Another thing I included in the book is the bit about how Serena used to take out her hearing aids so she could wear her hair clipped back. Because the need to be part of the crowd is so strong she was denying her own deafness. She wasn't ashamed of being deaf, she just didn't want to be different...which is a totally normal human reaction in high school.

I also tried to completely sidestep the controversy in the deaf culture about oral versus sign. Serena is so adept at lip reading that her parents stopped signing with her when she was very young. I took author liberties here because Serena's lip reading percentage is off the charts. I wanted the book to honor all deaf people regardless of their method of communication and I give a nod to the difficulties oral deaf teens face in the mainstream world during a conversation she has with her father.

What is the difference between tattling and speaking up?

This is a huge question and something Serena struggles with throughout the book! I tried to tell my own kids that tattling is when you are telling something that wouldn't hurt anyone if a parents or adults weren't in the know. If your secret could actually hurt someone then it is best to tell. Of course, then you are putting a lot of the responsibility of the situation onto a child or teen who may not have all the facts. Like I said, that's a tough call!

The story begins when Serena moves to a new town. What's been your best moving experiences?

I moved a lot when I was a kid and when we finally ended up staying in the same place for my teen years, I was pretty happy. Moving is hard on kids, especially teens because friends mean so much at that age. I loved living in the same community for so long even though I didn't completely fit in… I was an alternative, hippie type living in a farm community!

Do you share Serena's love of hoodies or her skateboarding talent?

Love hoodies. Am afraid to skateboard. I love to watch it, though.

Read My Lips has the perfect title and the perfect cover. Did they come naturally?

The title was always Read My Lips and I have no idea when or how I thought of it! My editor was over the moon about the cover and when I saw it, I knew it was perfect. It's very eye catching and even looks like Serena during her "prep" phase... I did kind of want the model to sport an eyebrow ring though...

Can you read lips or sign?

I can't read lips or sign! I do know a little sign language because we were teaching our foster daughter to sign and watched a lot of signing shows, so I do know the signs for milk and potty!

You say you're a teen at heart. You're also the parent of teens. What's your favorite family activity or tradition?

Oh geez, we have a ton! I homeschooled the kids until they were in high school, so we spent a great deal of time together.

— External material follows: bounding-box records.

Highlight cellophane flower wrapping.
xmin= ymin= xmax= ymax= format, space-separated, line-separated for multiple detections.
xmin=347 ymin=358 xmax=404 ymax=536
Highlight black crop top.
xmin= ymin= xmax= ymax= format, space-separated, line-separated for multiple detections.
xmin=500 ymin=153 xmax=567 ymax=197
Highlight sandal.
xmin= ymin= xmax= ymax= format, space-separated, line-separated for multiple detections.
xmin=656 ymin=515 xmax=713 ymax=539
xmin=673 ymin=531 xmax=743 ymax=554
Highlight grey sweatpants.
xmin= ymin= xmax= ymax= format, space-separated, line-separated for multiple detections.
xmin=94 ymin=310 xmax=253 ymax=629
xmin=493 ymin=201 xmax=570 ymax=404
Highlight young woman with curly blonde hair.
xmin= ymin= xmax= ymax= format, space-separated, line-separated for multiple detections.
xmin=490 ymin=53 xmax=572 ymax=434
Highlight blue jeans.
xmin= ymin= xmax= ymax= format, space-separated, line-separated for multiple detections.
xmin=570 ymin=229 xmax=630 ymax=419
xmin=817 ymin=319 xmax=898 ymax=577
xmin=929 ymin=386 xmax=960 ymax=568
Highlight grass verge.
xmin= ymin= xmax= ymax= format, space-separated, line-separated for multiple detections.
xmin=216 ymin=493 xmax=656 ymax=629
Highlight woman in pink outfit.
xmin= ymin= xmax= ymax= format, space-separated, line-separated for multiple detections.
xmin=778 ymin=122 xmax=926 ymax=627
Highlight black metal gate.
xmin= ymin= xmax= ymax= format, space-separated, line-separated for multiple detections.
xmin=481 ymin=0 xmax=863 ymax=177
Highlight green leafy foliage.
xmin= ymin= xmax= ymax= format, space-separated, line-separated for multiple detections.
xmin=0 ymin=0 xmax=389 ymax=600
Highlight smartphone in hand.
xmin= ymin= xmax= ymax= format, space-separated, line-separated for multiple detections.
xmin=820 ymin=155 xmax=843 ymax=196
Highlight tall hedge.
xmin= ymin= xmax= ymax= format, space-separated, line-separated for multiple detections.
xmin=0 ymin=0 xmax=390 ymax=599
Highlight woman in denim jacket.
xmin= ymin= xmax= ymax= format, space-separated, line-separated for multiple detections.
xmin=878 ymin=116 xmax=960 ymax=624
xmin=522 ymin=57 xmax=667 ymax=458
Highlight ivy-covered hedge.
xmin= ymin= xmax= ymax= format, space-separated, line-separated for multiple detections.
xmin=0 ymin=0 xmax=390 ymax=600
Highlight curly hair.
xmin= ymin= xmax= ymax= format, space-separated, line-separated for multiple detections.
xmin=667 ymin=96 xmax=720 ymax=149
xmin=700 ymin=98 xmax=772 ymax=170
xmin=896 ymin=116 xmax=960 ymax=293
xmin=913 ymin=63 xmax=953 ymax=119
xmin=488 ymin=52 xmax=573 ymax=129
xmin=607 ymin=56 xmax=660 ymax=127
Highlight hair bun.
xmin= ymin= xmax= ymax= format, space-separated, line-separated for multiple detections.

Every year, in October, we do this totally cheesy thing called going to farms. We head out to the country and stop at a half a dozen farms to buy produce and fall decorations. Then we come home and decorate while making a big autumn inspired meal. Silly, but fun. We also love to go to concerts and my kids like classic rock as much as they do new stuff, so we get quite a mix of shows in. Not sure if I will ever grow up completely, which is why writing young adult comes so naturally to me, I guess.

What are your top ten favorite books?

Another tough one! I tried to think of those books that compelled me to read them over and over. You know the kind that make you want to start them all over again when you are finished? Here's my list:

Gods in Alabama by Joshilyn Jackson
A Tree Grows in Brooklyn by Betty Smith
Beach Music by Pat Conroy
Prince of Tides by Pat Conroy
Lords of Discipline by Pat Conroy
Little Women by Louisa May Alcott
The Eight Cousins by Louisa May Alcott
The Outsiders by SE Hinton
Uglies by Scott Westerfield
So Big by Edna Ferber


Visit the author's official website.

Read my review of Read My Lips.

Comments

Posted by: ((Anonymous))
Posted at: April 6th, 2008 06:20 pm (UTC)
TadMack says:

Great interview, and the book sounds fascinating. I'm always on the lookout for books with differently abled characters because there are so few that aren't huge 'issue' books -- this sounds promising, thanks.

Posted by: Little Willow (slayground)
Posted at: April 6th, 2008 06:25 pm (UTC)
Re: TadMack says:

Thanks! It was so nice of Teri to provide me with so much background about her book and her family.